Oblivious RAM Done Right (1): Overview

1. UCLA CS 282A Notes

In this section, we will discuss some preliminaries for the study of Oblivious RAM (ORAM). We will clarify the definition of security of remote data storage problem, and provide some basic solutions to the problem.

1. Definition of Security (of Remote Data Storage)

Consider two companies A and B. A runs a cloud storage service, and B is considering to use this service. B would like to do so because leasing remote storage from A is much cheaper than buying machines and store data locally. However, B doesn’t trust A completely. B is afraid of the loss of privacy after uploading these data completely to A. In this scenario, we call company A “cloud” and company B “user.
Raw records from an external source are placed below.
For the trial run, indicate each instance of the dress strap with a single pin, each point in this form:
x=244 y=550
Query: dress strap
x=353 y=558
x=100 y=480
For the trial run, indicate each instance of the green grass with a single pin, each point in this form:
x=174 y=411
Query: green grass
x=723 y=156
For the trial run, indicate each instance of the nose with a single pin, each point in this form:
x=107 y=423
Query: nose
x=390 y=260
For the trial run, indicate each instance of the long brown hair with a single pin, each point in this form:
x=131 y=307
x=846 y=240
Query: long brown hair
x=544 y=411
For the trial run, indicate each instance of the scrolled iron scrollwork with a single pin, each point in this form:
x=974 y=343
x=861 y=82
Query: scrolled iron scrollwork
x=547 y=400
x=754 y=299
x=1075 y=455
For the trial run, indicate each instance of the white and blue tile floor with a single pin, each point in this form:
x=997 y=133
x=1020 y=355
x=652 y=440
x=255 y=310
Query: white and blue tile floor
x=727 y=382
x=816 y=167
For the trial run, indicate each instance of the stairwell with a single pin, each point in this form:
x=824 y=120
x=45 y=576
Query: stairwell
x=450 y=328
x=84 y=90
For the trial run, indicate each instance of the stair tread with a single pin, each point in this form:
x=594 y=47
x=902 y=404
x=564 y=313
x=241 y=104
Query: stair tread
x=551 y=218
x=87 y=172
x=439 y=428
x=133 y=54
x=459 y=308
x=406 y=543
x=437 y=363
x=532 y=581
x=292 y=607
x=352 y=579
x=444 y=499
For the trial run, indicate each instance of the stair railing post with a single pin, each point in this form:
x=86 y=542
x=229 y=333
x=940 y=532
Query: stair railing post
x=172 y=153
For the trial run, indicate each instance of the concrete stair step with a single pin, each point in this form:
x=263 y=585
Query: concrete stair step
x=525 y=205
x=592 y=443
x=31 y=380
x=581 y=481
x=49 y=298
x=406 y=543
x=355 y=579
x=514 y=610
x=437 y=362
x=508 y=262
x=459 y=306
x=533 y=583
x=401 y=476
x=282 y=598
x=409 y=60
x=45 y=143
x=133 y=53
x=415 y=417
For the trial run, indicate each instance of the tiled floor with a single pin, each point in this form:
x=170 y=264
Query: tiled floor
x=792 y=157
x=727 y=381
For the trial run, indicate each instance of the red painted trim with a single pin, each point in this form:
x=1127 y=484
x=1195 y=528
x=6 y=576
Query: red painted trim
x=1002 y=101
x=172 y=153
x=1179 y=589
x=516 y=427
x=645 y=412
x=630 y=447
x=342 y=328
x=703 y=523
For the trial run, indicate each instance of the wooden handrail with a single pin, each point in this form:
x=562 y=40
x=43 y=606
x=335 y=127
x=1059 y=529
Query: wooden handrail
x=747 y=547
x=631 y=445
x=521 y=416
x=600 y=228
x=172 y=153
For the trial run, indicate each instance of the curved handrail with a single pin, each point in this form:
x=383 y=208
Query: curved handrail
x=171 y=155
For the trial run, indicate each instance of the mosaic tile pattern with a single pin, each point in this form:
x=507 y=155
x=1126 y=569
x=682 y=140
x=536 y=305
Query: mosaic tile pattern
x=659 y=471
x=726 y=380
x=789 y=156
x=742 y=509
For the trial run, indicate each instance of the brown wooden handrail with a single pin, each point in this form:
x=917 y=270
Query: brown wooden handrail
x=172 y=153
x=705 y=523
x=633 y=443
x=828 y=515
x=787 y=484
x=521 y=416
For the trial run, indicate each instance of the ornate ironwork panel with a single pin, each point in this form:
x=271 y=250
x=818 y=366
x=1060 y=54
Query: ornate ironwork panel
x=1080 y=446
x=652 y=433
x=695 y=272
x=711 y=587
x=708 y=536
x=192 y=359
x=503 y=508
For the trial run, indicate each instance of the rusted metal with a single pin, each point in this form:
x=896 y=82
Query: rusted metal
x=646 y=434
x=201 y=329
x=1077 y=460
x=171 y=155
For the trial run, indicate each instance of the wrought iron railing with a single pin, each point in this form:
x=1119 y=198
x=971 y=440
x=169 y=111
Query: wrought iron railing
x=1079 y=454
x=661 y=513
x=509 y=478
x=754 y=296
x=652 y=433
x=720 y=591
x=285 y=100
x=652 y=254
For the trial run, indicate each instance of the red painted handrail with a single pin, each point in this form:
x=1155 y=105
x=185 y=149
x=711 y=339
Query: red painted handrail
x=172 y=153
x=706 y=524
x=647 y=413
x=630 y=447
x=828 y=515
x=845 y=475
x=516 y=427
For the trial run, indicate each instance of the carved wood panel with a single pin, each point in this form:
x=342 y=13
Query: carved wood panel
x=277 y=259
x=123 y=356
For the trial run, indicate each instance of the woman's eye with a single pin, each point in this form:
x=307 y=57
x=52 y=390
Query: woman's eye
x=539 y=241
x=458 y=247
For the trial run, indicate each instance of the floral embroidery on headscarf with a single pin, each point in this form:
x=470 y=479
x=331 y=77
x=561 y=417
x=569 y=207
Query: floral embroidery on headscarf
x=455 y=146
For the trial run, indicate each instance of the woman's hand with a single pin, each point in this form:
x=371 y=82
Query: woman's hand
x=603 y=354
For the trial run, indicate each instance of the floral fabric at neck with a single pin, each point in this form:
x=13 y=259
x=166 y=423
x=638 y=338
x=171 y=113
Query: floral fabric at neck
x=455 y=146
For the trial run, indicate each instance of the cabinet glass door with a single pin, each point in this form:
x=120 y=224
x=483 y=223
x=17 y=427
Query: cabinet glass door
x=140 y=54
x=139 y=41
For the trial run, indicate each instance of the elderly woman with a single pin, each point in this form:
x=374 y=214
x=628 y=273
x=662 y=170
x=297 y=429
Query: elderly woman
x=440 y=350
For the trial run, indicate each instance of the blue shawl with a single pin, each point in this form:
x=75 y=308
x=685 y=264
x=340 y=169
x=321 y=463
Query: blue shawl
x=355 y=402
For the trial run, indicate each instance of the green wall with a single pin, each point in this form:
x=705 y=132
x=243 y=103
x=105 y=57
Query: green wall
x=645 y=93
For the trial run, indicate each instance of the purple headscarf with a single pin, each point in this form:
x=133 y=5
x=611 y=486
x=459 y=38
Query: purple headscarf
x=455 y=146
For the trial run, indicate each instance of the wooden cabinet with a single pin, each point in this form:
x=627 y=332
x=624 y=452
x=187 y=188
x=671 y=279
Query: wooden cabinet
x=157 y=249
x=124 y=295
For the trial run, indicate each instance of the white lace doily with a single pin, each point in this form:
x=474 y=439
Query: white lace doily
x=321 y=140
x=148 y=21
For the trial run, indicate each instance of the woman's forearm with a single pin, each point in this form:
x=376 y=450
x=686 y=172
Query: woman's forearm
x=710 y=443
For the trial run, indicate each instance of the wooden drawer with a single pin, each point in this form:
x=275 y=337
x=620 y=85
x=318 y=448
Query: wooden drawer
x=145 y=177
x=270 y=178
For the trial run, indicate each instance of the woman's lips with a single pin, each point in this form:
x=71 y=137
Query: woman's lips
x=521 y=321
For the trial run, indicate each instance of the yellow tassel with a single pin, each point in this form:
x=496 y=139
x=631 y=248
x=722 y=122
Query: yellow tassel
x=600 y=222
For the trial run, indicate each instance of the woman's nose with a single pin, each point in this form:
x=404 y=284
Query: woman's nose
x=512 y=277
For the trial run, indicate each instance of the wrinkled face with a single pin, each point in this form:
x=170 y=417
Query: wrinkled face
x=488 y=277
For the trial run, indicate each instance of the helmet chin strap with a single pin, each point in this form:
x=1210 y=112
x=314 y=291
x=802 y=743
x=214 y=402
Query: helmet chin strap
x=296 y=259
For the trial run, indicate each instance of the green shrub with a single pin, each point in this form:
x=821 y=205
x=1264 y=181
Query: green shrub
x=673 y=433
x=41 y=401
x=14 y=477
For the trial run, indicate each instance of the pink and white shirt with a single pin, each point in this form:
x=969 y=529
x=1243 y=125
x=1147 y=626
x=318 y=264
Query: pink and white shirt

Here is how we define what is meant to be secure:

1. Privacy: cloud is not able to read user’s data in clear.
2. Mutation of data: cloud is not able to change user’s data.
3. Loss of data: user is able to check if any data is lost or missing.
4. Re-introduction of old data: user is able to check if any old data is introduced as new data by cloud at some later date.
5. Invisible Access Pattern: If user performs a series of read/write operations, cloud is not able to the sequence of user’s operations.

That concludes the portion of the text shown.